J’accompagne actuellement une autre personne hospitalisée, démolie par une partie de son entourage au travail. Une profonde déprime l’a amenée à des gestes irréguliers et qui aujourd’hui sont considérés comme justes motifs de licenciement. Est-ce que nous mesurons les dégâts qu’on peut engendrer par des attitudes injustes, des paroles assassines ? Il est facile de mettre quelqu’un à terre, tellement plus difficile de l’aider à se relever. Jésus peut devenir une bonne nouvelle qui fait vivre, parfois, grâce aux relais que nous pouvons assurer auprès des malades. Alors, la chaleur du matin de Pâques redonne courage et vie.

Avec Jésus, retrouver enfin la grande famille de l’Eglise ! Evidemment, je fais maintenant allusion à la deuxième lecture de ce jour. Dans la communauté de Corinthe, il y a des mésententes, des divisions : les uns se réclament de Paul, d’autres d’Apollos, d’autres de Pierre, d’autres enfin du Christ. Paul s’enflamme avec des questions auxquelles il n’est pas nécessaire de donner des réponses. « Le Christ est-il donc divisé ? Est-ce moi Paul qui a été crucifié pour vous ? Est-ce au nom de Paul que vous avez été baptisés ? » Les Corinthiens ont dû comprendre l’exhortation à retrouver « la parfaite harmonie de pensées et de sentiments autour du Christ. »
Dans le Christ seul est la source de vie. C’était le thème de la semaine de prière de l’unité qui vient de se terminer. Les divisions entre chrétiens continuent d’être un scandale en ce début du 21ème siècle. Nous sommes encore loin de l’unité selon le désir du Christ et l’exhortation de Paul.

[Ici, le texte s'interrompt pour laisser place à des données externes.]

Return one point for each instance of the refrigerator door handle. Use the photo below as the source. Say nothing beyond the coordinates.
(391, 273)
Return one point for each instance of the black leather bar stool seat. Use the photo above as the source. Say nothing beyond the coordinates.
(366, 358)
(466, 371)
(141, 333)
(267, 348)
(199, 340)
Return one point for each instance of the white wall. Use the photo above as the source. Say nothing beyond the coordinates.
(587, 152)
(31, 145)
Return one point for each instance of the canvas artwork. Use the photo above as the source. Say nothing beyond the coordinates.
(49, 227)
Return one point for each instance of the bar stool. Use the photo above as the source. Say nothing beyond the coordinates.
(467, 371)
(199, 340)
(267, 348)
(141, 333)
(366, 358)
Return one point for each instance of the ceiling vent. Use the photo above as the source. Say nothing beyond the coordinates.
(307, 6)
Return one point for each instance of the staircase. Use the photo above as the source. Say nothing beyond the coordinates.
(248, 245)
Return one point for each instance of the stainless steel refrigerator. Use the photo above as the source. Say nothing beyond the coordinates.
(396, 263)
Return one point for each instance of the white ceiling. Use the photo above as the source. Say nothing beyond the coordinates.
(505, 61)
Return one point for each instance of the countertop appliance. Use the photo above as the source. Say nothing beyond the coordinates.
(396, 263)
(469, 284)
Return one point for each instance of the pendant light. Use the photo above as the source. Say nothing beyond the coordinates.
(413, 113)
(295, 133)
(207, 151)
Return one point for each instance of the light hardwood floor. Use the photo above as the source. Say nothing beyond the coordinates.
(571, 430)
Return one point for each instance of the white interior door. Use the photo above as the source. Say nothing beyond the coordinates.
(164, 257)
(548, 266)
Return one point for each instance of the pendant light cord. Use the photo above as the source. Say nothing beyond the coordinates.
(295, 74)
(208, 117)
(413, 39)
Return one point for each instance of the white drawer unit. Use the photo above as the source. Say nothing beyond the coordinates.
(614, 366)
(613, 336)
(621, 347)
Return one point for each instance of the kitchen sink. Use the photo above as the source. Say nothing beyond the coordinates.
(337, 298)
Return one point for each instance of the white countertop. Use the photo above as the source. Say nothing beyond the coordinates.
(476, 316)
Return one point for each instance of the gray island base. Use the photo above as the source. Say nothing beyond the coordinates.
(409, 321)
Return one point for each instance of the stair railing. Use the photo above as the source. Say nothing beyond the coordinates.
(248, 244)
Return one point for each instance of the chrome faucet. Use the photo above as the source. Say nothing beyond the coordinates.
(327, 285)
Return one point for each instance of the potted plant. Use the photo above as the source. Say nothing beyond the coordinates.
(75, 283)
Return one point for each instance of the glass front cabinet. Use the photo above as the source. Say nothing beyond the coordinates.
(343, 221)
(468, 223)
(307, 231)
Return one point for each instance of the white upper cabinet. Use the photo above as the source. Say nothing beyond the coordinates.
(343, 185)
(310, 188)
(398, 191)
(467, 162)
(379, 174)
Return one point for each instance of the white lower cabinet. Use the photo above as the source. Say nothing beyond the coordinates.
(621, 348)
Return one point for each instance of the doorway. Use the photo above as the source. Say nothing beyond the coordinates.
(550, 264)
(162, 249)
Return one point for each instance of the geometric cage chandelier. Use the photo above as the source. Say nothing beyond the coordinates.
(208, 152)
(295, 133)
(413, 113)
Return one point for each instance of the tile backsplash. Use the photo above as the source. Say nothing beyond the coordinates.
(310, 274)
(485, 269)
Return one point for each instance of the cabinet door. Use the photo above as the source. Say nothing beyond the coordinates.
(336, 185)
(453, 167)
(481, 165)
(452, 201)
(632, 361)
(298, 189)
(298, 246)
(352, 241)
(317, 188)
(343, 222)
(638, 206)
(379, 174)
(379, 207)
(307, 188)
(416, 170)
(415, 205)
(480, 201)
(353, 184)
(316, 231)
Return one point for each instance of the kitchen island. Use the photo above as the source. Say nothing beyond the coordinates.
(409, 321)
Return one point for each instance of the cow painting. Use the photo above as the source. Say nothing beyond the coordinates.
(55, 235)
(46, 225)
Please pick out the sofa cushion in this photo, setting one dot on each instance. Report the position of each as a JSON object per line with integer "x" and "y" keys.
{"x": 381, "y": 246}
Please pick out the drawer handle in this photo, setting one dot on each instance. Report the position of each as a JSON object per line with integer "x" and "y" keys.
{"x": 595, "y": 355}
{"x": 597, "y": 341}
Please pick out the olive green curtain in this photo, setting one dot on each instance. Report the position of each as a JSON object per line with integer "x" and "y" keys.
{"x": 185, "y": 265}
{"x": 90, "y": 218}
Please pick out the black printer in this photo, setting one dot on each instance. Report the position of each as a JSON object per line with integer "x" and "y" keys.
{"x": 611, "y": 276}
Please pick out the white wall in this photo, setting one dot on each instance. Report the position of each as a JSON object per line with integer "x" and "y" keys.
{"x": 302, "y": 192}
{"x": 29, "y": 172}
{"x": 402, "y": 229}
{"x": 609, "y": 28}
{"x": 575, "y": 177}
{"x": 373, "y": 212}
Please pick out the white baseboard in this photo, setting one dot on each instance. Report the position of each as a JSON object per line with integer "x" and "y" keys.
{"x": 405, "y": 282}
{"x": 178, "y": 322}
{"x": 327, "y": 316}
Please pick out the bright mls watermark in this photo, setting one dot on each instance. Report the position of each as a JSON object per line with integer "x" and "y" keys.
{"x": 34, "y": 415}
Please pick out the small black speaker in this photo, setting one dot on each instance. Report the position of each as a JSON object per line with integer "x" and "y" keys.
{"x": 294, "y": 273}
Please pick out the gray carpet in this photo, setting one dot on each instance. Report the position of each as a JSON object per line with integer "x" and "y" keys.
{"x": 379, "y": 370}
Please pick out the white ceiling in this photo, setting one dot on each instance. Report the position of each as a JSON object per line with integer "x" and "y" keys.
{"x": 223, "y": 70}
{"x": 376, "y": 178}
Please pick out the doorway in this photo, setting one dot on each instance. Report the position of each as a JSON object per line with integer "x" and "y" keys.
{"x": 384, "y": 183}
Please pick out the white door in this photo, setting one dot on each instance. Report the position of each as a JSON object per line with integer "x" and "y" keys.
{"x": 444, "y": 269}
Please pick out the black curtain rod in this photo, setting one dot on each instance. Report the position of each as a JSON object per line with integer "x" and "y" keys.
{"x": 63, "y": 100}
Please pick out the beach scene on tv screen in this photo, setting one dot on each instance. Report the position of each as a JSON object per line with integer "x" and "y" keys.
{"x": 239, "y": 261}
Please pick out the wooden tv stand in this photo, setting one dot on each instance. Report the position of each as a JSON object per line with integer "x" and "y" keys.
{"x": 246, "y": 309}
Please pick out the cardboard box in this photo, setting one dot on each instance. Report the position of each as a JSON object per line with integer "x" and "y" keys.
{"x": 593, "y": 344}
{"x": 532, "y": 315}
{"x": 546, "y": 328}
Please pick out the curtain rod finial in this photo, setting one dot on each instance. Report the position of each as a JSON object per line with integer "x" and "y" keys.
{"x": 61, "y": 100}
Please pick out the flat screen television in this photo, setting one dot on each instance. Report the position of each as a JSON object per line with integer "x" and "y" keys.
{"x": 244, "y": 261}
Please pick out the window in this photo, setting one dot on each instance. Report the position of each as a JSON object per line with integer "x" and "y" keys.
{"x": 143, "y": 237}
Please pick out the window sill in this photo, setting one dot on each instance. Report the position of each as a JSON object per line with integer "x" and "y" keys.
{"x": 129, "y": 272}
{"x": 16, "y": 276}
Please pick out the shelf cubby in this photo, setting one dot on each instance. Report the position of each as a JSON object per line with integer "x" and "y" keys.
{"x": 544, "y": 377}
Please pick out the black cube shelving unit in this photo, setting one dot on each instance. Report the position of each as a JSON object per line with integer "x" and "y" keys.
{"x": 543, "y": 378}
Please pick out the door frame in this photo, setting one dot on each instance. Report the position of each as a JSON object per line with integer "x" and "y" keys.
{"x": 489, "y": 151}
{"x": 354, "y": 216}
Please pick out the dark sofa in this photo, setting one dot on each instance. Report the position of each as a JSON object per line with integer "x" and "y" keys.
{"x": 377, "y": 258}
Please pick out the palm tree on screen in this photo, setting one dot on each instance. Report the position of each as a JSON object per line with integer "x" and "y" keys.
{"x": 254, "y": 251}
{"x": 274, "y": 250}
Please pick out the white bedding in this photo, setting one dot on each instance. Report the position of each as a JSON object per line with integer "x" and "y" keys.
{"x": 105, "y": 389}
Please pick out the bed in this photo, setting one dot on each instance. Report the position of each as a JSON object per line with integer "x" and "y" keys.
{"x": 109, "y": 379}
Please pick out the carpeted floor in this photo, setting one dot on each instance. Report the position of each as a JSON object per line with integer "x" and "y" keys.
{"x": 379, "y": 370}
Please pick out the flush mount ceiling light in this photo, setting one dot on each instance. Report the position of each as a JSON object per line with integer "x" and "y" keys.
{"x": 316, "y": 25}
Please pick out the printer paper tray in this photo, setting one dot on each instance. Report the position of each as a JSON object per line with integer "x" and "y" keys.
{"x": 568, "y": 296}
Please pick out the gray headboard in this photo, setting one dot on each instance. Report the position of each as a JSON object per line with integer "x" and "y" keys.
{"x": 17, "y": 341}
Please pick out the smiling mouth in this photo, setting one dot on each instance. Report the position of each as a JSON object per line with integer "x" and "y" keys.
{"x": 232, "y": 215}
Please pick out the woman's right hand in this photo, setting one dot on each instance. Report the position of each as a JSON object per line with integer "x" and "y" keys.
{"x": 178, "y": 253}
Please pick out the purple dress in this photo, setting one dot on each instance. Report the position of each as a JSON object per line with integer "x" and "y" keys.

Et pourtant, des signes positifs sont donnés ici et là. A Assise par exemple, jeudi dernier, où des représentants de différentes religions du monde se sont engagés au service de la paix, en compagnie de Jean Paul II. Mais aussi plus proche de nous et plus modestement, dans cette église de Fétigny, où nous avons réuni, dimanche passé, les communautés catholique et protestante de la région. Dans les familles de trois frères, il y avait quatre enfants à baptiser dont des jumeaux. Deux enfants ont reçu le baptême protestant des mains du pasteur et deux autres le baptême catholique des mains du prêtre. L’assemblée était chaleureuse, priante, chantante… C’est une bonne nouvelle quand des croyants, des chrétiens de confessions différentes se rassemblent, recherchent des chemins de paix, d’unité.

Mais reconnaissons-le, le Seigneur a encore beaucoup de travail à faire avec nous, pour que nos communautés soient vivantes et rayonnantes. Sommes-nous disposés à entendre ses appels comme Pierre, André et les autres disciples ? La Bonne Nouvelle les a réjouis et le moment venu, ils n’ont pas hésité à partir jusqu’au bout du monde pour l’annoncer et surtout en vivre. Jésus appelle des pêcheurs de poissons, en pleine activité. Démarche pleine de signification : ils passeront d’un travail à l’autre, d’une pêche à une autre, ils deviendront des « pêcheurs d’hommes ».

Saurons-nous, avec humilité et simplicité, nous mettre à l’école de Jésus, le maître de la bonne Nouvelle ? Essayons donc, de laisser tomber les mauvaises nouvelles, en tous cas, de ne plus en être les acteurs. Soyons, à la suite d’une multitude de témoins, les agents de la mondialisation de la bonne Nouvelle. Amen.